Some old revolutionaries find this troubling. In 1961, inspired by the Cuban Revolution, Lázaro Cárdenas gathers the Mexican left into the MLN (National Liberation Movement), aiming to "contribute to the fulfillment of the principles of the Mexican Revolution." This is a problem for the PRI in several ways: their most famous and inspiring leader is suggesting that something outside the PRI can help the people; he's suggesting that the PRI isn't dealing with the people's needs as a "revolutionary" party should; he's looking outside of Mexico for inspiration.

 

This "civic organization" is a forerunner of the civil-society organizations that arise in the 1980s after the earthquake. It advocates expansion of agrarian reform, fairer distribution of wealth, control over natural resources and an independent foreign policy, within a reformist framework (that is, they don't want to overthrow the country). The US sees it as a Communist front and pushes the Mexican government to suppress the movement.
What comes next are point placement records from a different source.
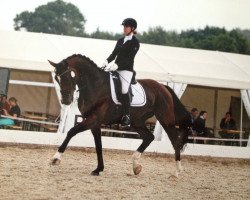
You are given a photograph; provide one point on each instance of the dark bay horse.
(97, 107)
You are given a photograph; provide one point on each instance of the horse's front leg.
(147, 138)
(179, 168)
(56, 159)
(98, 145)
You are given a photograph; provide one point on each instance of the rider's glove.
(111, 67)
(105, 64)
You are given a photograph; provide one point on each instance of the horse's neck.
(93, 85)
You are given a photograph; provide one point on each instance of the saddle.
(136, 91)
(117, 84)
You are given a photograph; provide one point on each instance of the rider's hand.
(114, 67)
(105, 64)
(110, 68)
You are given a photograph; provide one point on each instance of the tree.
(55, 17)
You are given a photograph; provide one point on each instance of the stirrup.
(125, 120)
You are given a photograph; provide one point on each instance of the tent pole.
(241, 118)
(215, 108)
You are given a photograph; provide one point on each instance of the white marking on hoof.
(136, 166)
(178, 166)
(56, 159)
(178, 170)
(137, 169)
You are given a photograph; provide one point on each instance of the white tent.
(30, 51)
(175, 66)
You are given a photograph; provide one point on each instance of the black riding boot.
(126, 106)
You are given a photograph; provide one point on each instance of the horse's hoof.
(137, 169)
(94, 173)
(55, 161)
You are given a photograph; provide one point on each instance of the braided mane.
(84, 58)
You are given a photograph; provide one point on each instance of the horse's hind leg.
(147, 138)
(175, 139)
(98, 145)
(168, 123)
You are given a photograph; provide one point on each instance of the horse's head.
(65, 77)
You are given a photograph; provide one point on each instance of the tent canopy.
(30, 51)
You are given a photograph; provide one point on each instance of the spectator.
(199, 126)
(193, 116)
(13, 112)
(5, 103)
(228, 123)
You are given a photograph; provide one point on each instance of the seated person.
(13, 112)
(228, 123)
(199, 126)
(5, 103)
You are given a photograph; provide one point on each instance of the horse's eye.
(72, 74)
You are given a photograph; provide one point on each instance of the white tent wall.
(202, 98)
(34, 98)
(246, 100)
(30, 51)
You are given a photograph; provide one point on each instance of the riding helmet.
(130, 22)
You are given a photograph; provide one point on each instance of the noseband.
(65, 93)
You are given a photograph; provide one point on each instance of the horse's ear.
(52, 63)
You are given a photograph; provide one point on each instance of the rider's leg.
(125, 78)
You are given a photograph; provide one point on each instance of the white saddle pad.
(139, 98)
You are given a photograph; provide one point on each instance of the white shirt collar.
(127, 37)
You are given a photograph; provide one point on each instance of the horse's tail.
(181, 117)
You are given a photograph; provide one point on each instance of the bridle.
(65, 93)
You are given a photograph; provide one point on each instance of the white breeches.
(125, 78)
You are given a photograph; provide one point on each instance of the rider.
(124, 54)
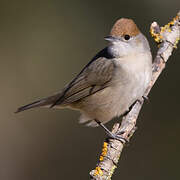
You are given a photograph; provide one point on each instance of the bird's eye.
(127, 37)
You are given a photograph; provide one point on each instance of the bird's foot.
(117, 136)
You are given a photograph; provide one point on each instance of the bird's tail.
(47, 102)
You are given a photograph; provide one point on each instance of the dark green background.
(43, 45)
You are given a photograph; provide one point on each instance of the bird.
(114, 79)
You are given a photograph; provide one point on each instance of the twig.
(167, 37)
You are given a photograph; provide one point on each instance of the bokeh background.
(43, 45)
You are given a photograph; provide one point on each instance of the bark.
(167, 38)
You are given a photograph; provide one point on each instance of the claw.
(116, 136)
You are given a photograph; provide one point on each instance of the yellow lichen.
(158, 36)
(104, 151)
(98, 171)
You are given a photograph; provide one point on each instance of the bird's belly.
(110, 102)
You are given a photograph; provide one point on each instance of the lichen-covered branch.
(167, 38)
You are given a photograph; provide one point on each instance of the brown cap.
(124, 26)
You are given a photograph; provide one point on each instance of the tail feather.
(43, 102)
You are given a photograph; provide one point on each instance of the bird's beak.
(110, 38)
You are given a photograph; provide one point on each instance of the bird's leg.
(112, 135)
(145, 98)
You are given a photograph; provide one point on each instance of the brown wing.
(95, 77)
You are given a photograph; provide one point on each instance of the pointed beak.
(110, 38)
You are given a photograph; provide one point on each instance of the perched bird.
(111, 82)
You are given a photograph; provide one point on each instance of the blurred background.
(43, 45)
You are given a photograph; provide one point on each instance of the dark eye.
(127, 37)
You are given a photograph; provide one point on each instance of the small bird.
(111, 82)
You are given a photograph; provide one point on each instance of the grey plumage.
(111, 82)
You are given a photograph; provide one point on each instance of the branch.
(167, 37)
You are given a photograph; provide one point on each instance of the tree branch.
(167, 38)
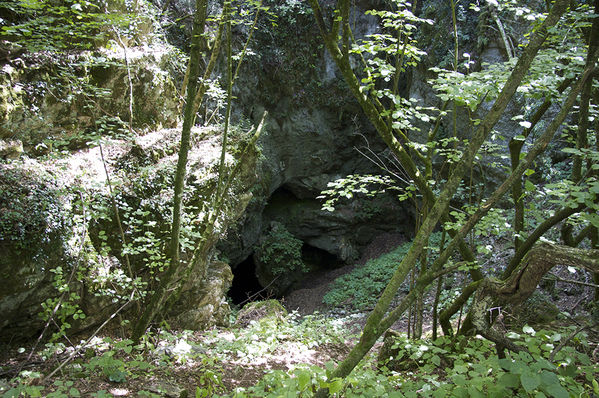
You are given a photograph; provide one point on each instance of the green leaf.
(530, 381)
(509, 380)
(527, 329)
(303, 379)
(335, 386)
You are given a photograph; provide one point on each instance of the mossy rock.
(537, 310)
(258, 310)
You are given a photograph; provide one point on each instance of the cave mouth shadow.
(245, 286)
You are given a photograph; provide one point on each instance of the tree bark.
(374, 328)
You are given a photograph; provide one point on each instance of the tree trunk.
(157, 299)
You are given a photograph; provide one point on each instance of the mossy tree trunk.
(158, 297)
(377, 323)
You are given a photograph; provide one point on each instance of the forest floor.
(221, 360)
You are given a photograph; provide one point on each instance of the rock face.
(31, 112)
(315, 134)
(203, 300)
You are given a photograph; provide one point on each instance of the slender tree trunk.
(374, 328)
(157, 298)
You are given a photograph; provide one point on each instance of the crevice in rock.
(245, 286)
(318, 259)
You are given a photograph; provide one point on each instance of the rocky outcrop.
(48, 204)
(41, 115)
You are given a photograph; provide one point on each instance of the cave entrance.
(319, 259)
(245, 286)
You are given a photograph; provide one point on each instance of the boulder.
(203, 301)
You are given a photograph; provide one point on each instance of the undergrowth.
(361, 288)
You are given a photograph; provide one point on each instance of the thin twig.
(552, 277)
(563, 343)
(60, 299)
(76, 351)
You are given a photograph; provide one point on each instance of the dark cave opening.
(319, 259)
(245, 286)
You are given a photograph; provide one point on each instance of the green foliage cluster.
(30, 205)
(55, 26)
(420, 368)
(361, 288)
(280, 251)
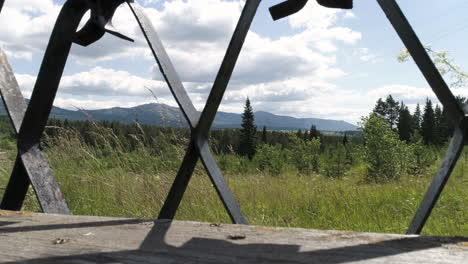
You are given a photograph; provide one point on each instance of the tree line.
(432, 124)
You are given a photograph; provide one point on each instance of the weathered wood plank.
(40, 238)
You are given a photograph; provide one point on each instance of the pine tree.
(428, 123)
(248, 131)
(299, 134)
(380, 108)
(417, 118)
(393, 109)
(441, 125)
(388, 109)
(313, 133)
(404, 123)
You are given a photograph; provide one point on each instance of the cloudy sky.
(323, 63)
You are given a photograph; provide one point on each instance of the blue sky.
(323, 63)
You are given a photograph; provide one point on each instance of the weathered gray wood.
(40, 238)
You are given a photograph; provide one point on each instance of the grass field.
(104, 182)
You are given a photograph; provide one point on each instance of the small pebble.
(236, 236)
(60, 241)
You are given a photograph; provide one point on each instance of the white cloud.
(293, 74)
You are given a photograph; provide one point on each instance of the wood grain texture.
(39, 238)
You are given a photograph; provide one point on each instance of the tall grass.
(104, 180)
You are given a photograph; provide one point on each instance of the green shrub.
(270, 159)
(387, 157)
(305, 154)
(335, 161)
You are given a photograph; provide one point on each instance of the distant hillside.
(164, 115)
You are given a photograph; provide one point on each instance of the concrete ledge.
(41, 238)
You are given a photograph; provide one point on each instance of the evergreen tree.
(428, 123)
(248, 131)
(404, 123)
(388, 109)
(264, 136)
(313, 133)
(380, 108)
(299, 134)
(441, 125)
(417, 118)
(393, 109)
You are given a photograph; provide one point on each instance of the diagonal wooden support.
(199, 125)
(31, 166)
(35, 118)
(445, 96)
(15, 107)
(30, 122)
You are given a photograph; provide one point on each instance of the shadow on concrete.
(154, 249)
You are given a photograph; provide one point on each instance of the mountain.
(164, 115)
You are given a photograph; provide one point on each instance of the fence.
(29, 121)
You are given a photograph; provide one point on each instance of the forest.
(368, 180)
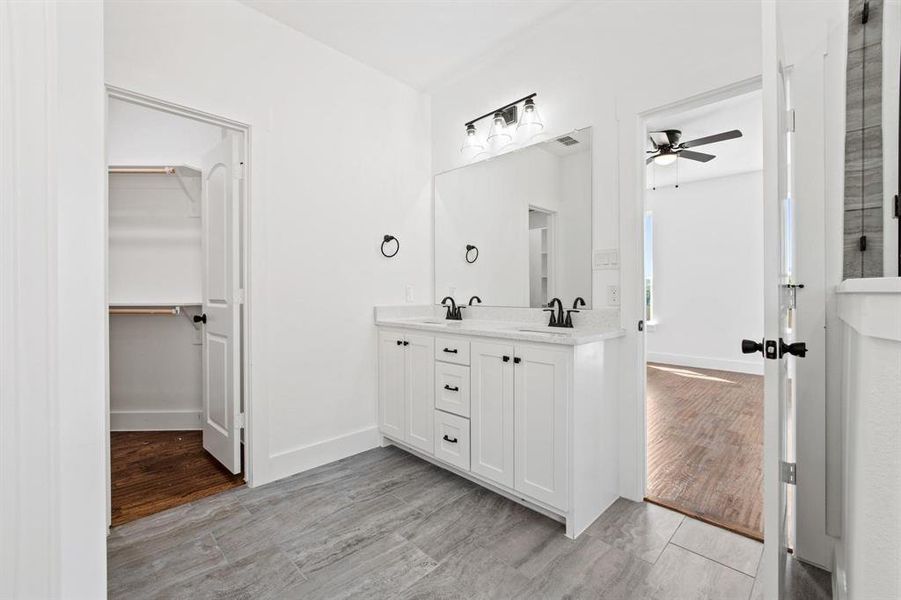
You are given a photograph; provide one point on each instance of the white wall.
(52, 309)
(708, 272)
(594, 64)
(868, 559)
(339, 156)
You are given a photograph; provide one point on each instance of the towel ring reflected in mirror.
(387, 240)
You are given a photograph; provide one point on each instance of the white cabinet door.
(420, 391)
(541, 377)
(491, 411)
(391, 383)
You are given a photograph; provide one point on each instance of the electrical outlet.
(613, 295)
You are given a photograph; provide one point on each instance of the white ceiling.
(740, 155)
(418, 42)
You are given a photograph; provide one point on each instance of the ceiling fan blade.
(659, 138)
(698, 156)
(712, 139)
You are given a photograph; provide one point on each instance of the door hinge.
(789, 473)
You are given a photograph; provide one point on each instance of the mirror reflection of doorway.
(541, 238)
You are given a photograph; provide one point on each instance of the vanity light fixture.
(530, 121)
(471, 143)
(502, 120)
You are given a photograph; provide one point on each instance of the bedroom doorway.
(704, 290)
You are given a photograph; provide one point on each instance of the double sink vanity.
(524, 409)
(503, 393)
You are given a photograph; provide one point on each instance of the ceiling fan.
(667, 147)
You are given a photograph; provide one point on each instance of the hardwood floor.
(705, 445)
(156, 470)
(386, 525)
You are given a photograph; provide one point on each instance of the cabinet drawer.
(452, 439)
(452, 350)
(452, 388)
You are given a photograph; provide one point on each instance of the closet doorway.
(176, 292)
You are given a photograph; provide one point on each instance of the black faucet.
(557, 319)
(579, 301)
(453, 311)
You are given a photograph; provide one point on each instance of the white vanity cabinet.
(536, 422)
(407, 388)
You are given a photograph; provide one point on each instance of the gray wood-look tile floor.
(385, 524)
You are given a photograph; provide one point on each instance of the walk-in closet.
(175, 293)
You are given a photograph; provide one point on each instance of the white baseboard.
(704, 362)
(154, 420)
(308, 457)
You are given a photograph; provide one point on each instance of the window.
(649, 266)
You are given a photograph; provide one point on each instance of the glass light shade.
(665, 159)
(498, 134)
(530, 122)
(472, 145)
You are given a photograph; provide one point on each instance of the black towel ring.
(387, 239)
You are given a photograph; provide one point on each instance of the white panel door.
(391, 383)
(540, 385)
(420, 391)
(491, 412)
(221, 307)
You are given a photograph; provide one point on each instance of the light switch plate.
(613, 295)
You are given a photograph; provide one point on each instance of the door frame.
(133, 97)
(738, 88)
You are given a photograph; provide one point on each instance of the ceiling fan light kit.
(527, 123)
(667, 146)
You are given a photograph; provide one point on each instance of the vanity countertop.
(510, 330)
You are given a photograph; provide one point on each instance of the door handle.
(750, 347)
(798, 349)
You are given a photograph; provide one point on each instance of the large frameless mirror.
(515, 230)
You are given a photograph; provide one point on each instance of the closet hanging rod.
(162, 310)
(145, 170)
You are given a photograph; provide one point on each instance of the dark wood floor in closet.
(156, 470)
(705, 445)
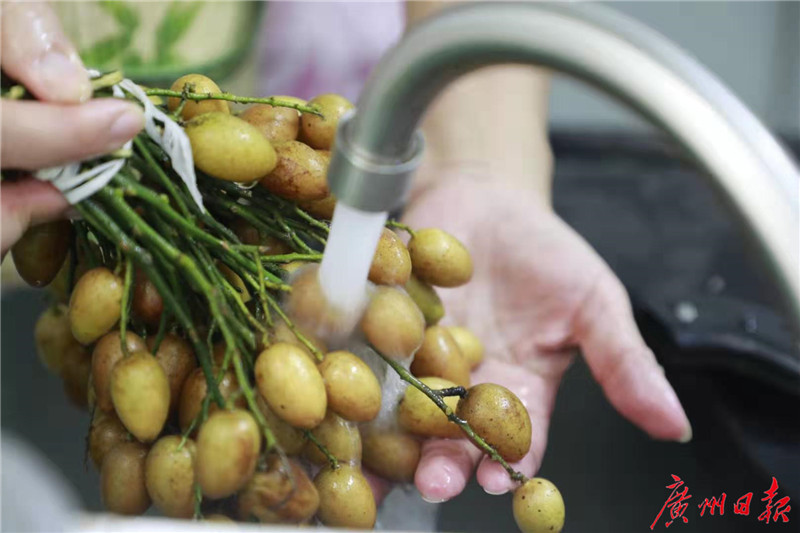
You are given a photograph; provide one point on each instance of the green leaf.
(105, 50)
(124, 14)
(174, 25)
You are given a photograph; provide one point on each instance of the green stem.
(162, 330)
(244, 384)
(461, 392)
(273, 101)
(106, 80)
(436, 398)
(131, 188)
(198, 502)
(125, 306)
(302, 338)
(331, 459)
(99, 219)
(276, 258)
(161, 175)
(399, 225)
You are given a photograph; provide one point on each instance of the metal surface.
(612, 52)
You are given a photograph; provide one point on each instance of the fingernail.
(687, 435)
(127, 124)
(63, 77)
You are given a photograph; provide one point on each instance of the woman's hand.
(53, 130)
(539, 293)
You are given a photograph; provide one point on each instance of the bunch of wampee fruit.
(198, 336)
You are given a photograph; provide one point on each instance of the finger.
(38, 135)
(624, 366)
(37, 54)
(537, 393)
(444, 468)
(27, 203)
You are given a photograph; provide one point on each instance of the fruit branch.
(325, 451)
(125, 306)
(271, 100)
(93, 213)
(461, 392)
(436, 398)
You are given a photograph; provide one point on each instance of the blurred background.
(702, 298)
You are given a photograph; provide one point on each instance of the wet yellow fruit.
(300, 173)
(352, 388)
(199, 84)
(291, 384)
(107, 352)
(229, 148)
(40, 252)
(283, 493)
(345, 498)
(105, 433)
(439, 258)
(538, 507)
(146, 303)
(227, 451)
(471, 346)
(122, 484)
(392, 323)
(290, 439)
(194, 390)
(278, 124)
(340, 437)
(140, 394)
(319, 132)
(169, 476)
(419, 415)
(391, 264)
(94, 306)
(440, 356)
(393, 455)
(497, 415)
(178, 361)
(426, 299)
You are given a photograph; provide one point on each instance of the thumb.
(37, 54)
(624, 366)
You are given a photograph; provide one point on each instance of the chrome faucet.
(379, 146)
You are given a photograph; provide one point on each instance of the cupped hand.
(52, 130)
(538, 294)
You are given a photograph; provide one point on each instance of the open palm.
(539, 293)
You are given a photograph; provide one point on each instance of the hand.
(538, 293)
(53, 130)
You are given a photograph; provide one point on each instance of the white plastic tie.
(76, 185)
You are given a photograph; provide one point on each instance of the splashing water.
(351, 246)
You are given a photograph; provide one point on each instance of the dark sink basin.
(703, 304)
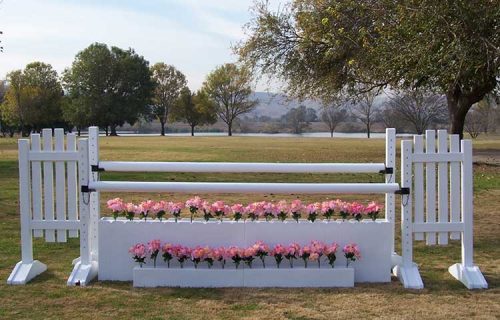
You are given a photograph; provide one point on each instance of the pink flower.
(351, 252)
(238, 210)
(373, 209)
(296, 209)
(313, 210)
(154, 245)
(194, 203)
(138, 253)
(248, 255)
(331, 248)
(357, 210)
(282, 209)
(220, 209)
(278, 252)
(314, 256)
(116, 205)
(296, 206)
(175, 209)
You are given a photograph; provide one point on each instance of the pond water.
(270, 135)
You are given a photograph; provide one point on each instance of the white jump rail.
(453, 221)
(241, 167)
(222, 187)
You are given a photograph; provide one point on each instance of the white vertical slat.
(390, 162)
(36, 184)
(72, 184)
(406, 205)
(430, 185)
(454, 186)
(60, 185)
(25, 202)
(443, 186)
(48, 185)
(467, 206)
(93, 149)
(418, 186)
(84, 201)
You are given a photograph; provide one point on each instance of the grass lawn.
(48, 297)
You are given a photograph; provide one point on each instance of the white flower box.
(373, 238)
(243, 277)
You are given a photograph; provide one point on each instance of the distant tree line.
(109, 86)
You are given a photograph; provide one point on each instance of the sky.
(193, 35)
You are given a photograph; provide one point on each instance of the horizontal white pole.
(438, 227)
(247, 167)
(55, 224)
(438, 157)
(232, 187)
(53, 156)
The party eventually splits over whether or not to run in elections as a real opposition party, which Cárdenas opposes, still feeling some loyalty to the PRI ("the organization of new political parties belongs to the generations that follow us"). It is finally crushed in 1968, when many of its remaining leaders are arrested as part of the crushing of the student movement.

--Due to low taxes to help businesses grow in the 1940s and 50s, income distribution is hugely unfair: the bottom 60% of the population, mainly peasants and indigenous groups, earns about 22% of income; the middle 30%, factory workers and the middle class, earn 37%, and the top 10% earns 42% of the national income.